Джонсон принужденно улыбнулся.
— Что ж, воспользуемся предоставленной нам четвертью часа, — сказал Шель. — У тебя найдется немного времени завтра утром?
— Чтобы пойти к Лютце?
— Да.
— Разумеется, я пойду с тобой. Это дело начинает мне казаться интересным.
— Прекрасно. Слушай дальше. Я посетил сегодня также доктора Менке.
— А его-то зачем?
— Мне хотелось узнать побольше о Леоне.
— И что же достопочтенный доктор Менке?
— Что он за человек, Пол?
— Старый чудак, принявший театральную позу патриарха. И вместе с тем опытный, преуспевающий врач.
— Гм, он прочел мне краткую лекцию о болезни Леона; говорил толково, сжато и с большой уверенностью, но…
— Но что?
— Его глаза… Впрочем, это неважно… — Шель погасил окурок и взглянул в сосредоточенное лицо хозяина дома. — Я отрекомендовался как Ян Шель из Польши. Рассказал, что был другом Леона Траубе и что ты можешь подтвердить мои слова. Но меня насторожило одно. Во время нашей беседы Менке спросил, руководствуюсь ли я интуицией. Я сказал, что обладаю шестым чувством, на что он саркастически заметил, что для моей профессии это необходимо. Понимаешь, Пол? Доктору Менке, которого я вижу впервые в жизни, известна моя профессия!

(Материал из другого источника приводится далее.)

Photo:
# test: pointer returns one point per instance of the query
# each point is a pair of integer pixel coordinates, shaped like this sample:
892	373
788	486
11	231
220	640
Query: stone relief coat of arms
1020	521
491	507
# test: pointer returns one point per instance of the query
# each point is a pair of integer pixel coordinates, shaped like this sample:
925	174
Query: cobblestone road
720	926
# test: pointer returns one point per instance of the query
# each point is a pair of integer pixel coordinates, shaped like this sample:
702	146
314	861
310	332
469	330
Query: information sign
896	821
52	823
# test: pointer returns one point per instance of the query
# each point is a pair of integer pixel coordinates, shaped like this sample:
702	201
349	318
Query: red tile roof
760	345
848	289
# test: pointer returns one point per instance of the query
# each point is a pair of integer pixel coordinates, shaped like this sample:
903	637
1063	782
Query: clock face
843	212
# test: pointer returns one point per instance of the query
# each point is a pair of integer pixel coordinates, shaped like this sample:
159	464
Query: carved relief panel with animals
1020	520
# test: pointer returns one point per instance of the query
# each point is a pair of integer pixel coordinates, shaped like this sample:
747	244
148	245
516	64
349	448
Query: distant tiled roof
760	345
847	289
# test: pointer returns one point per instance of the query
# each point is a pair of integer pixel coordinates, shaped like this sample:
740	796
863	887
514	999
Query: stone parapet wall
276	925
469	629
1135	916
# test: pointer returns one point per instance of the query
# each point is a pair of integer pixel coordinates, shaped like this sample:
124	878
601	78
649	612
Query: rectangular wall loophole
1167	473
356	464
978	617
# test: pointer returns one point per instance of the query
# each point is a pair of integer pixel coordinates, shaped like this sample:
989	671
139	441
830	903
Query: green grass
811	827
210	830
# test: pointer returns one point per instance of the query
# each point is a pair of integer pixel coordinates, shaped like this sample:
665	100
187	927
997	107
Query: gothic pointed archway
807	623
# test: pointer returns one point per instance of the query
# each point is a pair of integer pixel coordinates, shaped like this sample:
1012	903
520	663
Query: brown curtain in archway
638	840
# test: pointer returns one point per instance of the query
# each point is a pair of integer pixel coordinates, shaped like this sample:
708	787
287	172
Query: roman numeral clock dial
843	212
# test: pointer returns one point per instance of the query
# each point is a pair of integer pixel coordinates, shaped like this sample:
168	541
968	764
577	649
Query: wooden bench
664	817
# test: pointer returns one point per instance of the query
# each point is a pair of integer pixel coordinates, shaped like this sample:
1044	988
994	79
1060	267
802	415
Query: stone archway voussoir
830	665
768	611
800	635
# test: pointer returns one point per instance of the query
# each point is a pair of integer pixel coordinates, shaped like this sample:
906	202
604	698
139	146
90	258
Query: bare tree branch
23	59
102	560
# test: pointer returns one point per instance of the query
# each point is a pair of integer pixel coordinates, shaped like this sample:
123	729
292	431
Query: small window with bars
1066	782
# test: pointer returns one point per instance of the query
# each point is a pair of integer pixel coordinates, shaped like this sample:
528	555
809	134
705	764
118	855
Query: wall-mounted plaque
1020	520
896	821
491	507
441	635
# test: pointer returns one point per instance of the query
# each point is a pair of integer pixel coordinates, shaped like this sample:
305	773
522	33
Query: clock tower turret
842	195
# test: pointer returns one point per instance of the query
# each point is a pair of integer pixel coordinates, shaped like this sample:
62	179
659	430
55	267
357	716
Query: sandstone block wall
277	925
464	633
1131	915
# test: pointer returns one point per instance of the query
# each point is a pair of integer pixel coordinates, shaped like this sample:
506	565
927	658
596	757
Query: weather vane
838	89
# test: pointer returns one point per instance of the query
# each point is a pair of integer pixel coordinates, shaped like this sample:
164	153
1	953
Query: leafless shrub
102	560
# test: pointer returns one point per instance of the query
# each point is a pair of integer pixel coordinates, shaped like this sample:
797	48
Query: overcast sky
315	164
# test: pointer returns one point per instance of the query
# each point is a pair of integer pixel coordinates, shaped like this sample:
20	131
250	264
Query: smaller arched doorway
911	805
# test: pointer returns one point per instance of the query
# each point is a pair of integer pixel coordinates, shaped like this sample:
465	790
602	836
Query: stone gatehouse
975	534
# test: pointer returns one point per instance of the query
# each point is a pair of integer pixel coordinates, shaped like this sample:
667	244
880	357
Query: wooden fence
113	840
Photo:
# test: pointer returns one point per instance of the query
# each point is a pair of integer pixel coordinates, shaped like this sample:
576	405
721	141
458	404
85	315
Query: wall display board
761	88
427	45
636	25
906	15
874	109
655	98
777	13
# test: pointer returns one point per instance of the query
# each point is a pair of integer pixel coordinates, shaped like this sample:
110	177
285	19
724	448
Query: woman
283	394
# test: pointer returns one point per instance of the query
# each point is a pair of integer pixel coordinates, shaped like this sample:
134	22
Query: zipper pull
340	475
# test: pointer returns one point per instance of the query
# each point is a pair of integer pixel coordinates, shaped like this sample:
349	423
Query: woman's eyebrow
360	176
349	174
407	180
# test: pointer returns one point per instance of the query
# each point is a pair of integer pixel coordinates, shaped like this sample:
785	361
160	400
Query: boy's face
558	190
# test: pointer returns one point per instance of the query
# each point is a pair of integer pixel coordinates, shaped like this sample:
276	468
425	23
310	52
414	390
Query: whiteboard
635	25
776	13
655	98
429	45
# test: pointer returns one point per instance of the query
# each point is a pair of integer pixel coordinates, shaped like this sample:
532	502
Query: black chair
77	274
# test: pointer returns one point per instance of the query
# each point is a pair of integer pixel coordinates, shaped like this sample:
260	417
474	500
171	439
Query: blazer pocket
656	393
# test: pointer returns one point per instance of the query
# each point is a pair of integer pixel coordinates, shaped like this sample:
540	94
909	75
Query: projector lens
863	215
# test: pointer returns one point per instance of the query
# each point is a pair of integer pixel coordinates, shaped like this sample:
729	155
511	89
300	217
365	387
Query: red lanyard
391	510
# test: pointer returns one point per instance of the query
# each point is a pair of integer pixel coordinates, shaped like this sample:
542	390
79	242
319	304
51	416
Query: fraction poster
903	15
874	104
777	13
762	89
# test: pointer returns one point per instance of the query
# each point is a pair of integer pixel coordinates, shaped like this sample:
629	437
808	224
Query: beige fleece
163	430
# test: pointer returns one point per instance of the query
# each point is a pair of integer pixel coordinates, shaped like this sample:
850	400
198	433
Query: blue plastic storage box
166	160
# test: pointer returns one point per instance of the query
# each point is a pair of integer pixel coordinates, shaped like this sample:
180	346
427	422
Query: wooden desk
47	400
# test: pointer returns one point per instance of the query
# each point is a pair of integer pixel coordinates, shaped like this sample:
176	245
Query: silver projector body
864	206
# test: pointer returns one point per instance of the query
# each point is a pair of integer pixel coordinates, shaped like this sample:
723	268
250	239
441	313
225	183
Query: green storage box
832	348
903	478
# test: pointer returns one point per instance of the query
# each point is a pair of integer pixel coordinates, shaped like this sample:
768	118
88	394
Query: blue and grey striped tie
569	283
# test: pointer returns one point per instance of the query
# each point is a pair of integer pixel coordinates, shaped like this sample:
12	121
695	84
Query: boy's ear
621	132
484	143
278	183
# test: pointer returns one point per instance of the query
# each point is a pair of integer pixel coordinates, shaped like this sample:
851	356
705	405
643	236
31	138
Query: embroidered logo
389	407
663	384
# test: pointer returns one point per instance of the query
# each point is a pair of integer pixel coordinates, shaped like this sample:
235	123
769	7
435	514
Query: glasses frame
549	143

— Ты не спросил, откуда?..
— Конечно, нет.
— Странно, очень странно. — Джонсон задумался, но тут же хлопнул себя рукой по лбу. — Ты знаешь, Леон мог ему рассказать, что ждет твоего приезда, и упомянуть попутно, чем ты занимаешься. Ведь Лютце тоже знал о тебе.
— Верно, — согласился Шель. — Пожалуй, это объяснение. Но если он слышал обо мне раньше, то зачем ему было спрашивать, кто в Гроссвизене знает меня?